La lluvia caía como una densa cortina de agua y formaba pequeños ríos en las calles. Sin embargo, la pericia al volante de Ricardo nos lleva con tranquilidad hasta el Hotel Casino Acaray, muy cerca de la frontera con Brasil, al lado de la entrada paraguaya a las Cataratas de Iguazú. El hotel está lindísimo y su personal atento al menor detalle. Hambrienta, me dirigí al restaurante.

La lluvia se había calmado y pudimos realizar una visita guiada a la represa hidráulica de Itaipu. La represa es el resultado del extraordinario esfuerzo y acuerdo binacional entre Paraguay y Brasil. La palabra itaipu significa “piedra que suena”.  He visitado el Canal de Panamá y me ha impresionado de igual manera.

Al día siguiente hicimos un recorrido de los centros comerciales que es la especialidad de esta dinámica ciudad. Productos de todo el mundo y marcas de lujo a precios razonables se dan cita en los comercios. Todo el mundo habla portugués y no sorprende al comprobar la cantidad de brasileños que llegan a jugar a los casinos y a comprar un sinfín de mercancía.
Bella y dulce Asunción
La tercera jornada comenzó con una visita a los Saltos del Río Monday y el Parque Municipal Aqua. Tras descender las escaleras, llegamos al mirador. Me quedé admirada ante la espectacular belleza. El abundante caudal rompe y cae por más de cuarenta metros produciendo gran estruendo. Asombrada observé algo que entra y sale de las cataratas. Al fijarme bien me di cuenta que eran pajaritos.

Parecen participar en un juego de “corre que te alcanzo” con el agua fumigada de la catarata. Desafían la fuerza del líquido con que júbilo que me contagian. Al dejar el parque me sorprendió muchísimo que no haya más visitantes aunque no lo lamento. Disfrutar de la bellísima catarata en silencio, rodeada solamente de frondosa vegetación y arboledas hace que este espectáculo natural sea aun más precioso.

Con hambre y prisa, comimos empanadas por el camino a las ruinas de las misiones jesuíticas.

Bajo el embrujo
El legado jesuita en Paraguay es extraordinario y las ruinas de sus misiones son un testimonio mudo de ello. Caminamos por la Reducción de Jesús de Tavarangüe mientras nuestra simpática guía explicaba cómo los jesuitas la fundaron en 1685 a orillas del río Monday. 

Seguidamente nos dirigimos a la Reducción de La Santísima Trinidad del Paraná, declarada Patrimonio de la Humanidad en 1993 por la UNESCO. Nuestro guía posee un conocimiento enciclopédico sobre las Reducciones Jesuíticas.
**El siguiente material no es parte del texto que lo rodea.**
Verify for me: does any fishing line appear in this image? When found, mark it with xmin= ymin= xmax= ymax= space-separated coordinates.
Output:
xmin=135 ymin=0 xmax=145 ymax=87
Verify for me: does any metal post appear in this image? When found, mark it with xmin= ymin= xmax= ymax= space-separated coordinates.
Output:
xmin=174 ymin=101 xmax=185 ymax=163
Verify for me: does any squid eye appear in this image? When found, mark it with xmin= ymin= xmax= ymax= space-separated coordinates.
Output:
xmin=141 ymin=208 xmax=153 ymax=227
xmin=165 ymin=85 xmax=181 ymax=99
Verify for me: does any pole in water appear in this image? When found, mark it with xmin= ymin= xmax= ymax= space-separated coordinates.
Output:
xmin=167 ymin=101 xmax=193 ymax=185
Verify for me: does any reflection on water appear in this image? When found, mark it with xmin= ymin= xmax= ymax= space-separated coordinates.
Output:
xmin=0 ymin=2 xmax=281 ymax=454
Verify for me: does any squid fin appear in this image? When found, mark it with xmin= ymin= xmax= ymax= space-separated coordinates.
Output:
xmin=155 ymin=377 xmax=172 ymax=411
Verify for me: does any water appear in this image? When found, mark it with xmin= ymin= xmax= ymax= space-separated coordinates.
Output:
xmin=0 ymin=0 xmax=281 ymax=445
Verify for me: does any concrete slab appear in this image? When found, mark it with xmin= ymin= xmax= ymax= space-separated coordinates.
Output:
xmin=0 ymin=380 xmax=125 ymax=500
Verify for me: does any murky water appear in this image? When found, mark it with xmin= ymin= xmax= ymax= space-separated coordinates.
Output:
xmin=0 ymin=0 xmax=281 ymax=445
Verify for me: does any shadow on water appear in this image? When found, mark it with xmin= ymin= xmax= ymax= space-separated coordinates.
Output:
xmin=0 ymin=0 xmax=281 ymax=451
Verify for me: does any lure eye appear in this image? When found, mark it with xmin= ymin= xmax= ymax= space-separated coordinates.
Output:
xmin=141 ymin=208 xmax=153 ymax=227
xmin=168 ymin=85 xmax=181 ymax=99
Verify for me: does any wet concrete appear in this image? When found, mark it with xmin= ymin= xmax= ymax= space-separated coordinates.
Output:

Faltaban un par de horas para que cayese el sol y aprovechamos todo lo posible la luz. Cuando cayó la noche se iluminaron las ruinas y comenzó a sonar la música. Imágenes se proyectaron en la pared de su nave principal. Subimos las escaleras del campanario para ver la plaza iluminda. Se me erizó la piel. La vista era como si la Tierra se hubiese volcado y los luceros de pronto se encontraban a mis pies. Sentí con fuerza la magia de este lugar y el embrujo de esta hermosa noche.